Fall in inflation increases likelihood of real wages turning positive in the coming months

A fall in petrol prices pushed the UK's inflation rate to a four-year low of 1.7 per cent, easing pressure on Britons as the gap between price increases and wage growth continues to narrow.

The Consumer Price Index (CPI) measure of inflation fell further below the Bank of England's target of 2 per cent in February, from 1.9 per cent in January, the Office for National Statistics (ONS) said.

Average total earnings rose 1.4 per cent in the three months to January, suggesting private sector pay growth has already caught up with inflation at 1.7 per cent.
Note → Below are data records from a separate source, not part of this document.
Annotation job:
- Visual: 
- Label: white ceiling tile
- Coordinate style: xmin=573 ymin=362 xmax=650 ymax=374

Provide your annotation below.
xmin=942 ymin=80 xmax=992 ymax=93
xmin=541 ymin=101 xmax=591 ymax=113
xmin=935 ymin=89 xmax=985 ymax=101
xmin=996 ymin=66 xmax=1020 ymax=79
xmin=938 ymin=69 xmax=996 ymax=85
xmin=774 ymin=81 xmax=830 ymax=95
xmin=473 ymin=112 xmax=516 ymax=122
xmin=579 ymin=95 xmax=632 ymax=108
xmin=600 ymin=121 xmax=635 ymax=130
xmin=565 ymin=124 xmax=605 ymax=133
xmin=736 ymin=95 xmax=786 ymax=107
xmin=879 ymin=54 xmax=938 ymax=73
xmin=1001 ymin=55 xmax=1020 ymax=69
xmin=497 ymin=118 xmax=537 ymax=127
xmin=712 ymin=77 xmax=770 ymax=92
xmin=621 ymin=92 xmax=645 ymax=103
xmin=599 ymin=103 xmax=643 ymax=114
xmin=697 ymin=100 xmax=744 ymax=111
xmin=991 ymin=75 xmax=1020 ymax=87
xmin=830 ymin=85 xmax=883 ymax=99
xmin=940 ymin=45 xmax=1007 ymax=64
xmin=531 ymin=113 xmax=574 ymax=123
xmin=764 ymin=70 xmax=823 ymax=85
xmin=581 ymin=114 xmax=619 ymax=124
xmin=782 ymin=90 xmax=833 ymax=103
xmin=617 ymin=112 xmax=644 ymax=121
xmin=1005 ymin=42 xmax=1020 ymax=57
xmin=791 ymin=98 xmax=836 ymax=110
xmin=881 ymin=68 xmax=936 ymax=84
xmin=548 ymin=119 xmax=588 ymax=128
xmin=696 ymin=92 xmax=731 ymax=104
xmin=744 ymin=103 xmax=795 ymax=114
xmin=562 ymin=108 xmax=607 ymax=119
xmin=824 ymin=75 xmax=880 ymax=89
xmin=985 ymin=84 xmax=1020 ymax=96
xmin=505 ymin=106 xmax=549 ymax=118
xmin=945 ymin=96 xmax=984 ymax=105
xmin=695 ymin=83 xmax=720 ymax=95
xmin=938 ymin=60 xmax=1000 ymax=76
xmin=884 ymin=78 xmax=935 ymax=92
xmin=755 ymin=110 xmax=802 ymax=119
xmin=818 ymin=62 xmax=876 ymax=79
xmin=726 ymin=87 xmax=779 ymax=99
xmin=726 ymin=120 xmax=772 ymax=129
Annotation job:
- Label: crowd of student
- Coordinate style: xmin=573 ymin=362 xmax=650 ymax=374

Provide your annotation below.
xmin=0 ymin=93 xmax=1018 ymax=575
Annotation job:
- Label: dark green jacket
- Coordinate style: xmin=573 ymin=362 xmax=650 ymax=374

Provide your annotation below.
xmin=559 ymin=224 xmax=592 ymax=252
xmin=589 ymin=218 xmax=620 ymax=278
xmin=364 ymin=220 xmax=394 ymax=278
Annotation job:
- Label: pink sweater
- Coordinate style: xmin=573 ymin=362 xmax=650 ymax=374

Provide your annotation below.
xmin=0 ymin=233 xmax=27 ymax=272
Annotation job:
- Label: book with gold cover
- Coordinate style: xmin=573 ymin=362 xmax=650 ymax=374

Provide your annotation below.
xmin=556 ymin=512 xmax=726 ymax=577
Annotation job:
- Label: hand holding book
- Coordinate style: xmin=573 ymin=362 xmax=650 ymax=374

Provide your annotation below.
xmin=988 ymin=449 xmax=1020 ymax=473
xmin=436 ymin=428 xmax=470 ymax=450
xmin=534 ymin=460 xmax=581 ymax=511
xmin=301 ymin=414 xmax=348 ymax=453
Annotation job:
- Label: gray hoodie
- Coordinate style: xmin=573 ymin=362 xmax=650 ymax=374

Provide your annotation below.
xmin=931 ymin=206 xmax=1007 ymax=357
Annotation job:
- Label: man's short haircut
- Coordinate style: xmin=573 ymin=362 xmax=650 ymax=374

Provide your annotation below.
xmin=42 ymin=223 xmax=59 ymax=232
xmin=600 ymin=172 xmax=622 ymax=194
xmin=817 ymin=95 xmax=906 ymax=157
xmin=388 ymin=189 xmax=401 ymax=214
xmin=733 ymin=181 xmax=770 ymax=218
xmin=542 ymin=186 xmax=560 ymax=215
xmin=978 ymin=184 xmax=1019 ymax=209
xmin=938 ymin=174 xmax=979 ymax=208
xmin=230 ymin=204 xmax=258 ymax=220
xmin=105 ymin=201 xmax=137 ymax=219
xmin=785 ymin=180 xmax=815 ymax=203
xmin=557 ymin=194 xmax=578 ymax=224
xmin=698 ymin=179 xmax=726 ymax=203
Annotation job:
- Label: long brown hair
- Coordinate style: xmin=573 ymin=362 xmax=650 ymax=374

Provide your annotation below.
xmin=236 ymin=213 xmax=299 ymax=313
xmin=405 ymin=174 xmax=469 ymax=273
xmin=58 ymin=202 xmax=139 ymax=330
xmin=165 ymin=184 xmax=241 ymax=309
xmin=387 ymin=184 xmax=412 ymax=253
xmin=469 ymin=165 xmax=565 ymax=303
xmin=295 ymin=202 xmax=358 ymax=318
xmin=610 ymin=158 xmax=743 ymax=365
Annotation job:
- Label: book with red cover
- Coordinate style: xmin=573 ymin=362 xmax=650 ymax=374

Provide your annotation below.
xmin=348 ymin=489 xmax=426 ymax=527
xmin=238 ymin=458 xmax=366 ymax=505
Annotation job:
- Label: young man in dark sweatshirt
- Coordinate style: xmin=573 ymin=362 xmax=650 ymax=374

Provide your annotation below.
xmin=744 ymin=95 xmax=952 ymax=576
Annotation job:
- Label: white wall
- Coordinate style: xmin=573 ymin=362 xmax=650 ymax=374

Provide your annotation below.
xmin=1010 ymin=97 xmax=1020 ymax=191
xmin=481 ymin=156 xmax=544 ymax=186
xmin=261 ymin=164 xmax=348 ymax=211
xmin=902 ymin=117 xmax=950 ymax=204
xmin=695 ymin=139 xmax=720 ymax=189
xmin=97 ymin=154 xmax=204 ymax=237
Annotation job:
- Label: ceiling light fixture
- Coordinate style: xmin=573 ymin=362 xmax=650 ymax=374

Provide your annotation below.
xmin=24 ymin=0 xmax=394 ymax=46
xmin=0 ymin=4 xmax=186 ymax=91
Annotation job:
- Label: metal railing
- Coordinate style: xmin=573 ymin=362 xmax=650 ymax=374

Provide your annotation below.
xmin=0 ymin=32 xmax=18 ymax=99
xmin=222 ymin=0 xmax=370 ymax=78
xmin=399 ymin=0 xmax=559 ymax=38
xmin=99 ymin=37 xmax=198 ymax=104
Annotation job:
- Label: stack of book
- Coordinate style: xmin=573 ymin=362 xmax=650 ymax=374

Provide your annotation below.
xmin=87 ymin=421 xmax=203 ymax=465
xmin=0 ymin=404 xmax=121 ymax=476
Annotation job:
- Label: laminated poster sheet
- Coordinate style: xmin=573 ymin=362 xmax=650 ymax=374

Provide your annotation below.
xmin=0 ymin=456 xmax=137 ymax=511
Ordinary public sector workers rises lagged behind at 0.9 per cent.

Average petrol prices fell by 0.8p per litre between January and February, compared with a rise of 4p a year ago. Diesel prices dropped by 0.8p, compared with a 3.7p rise the year before.

Inflation measured by the Retail Price Index (RPI)  fell to 2.7 per cent in February from 2.8 per cent in January.

Martin Beck, senior economic adviser to the EY Item Club, said: "There is now a distinct possibility that real wage growth will hit positive territory in April, helping to support household spending."

David Cameron said inflation figures show the government's "long-term economic plan".

George Osborne tweeted: "The job is far from done but another sign our economic plan's working."

TUC general secretary Frances O'Grady said the fall in inflation hide the "longest cut in real wages since the 1870s" with pay packets at "about the same level that they were 10 years ago".

She added: "These figures underline just how far we have to go to restore living standards so that ordinary people share in the recovery. Britain needs a pay rise."

Shadow Treasury minister Catherine McKinnell said: "This fall in the inflation rate is welcome, but the squeeze continues as prices are still rising faster than wages.

"Working people facing this cost-of-living crisis are on average £1,600 a year worse off since David Cameron came to office."

The fall in inflation is also likely to give the Bank of England breathing space to keep rates at a record low of 0.5 per cent.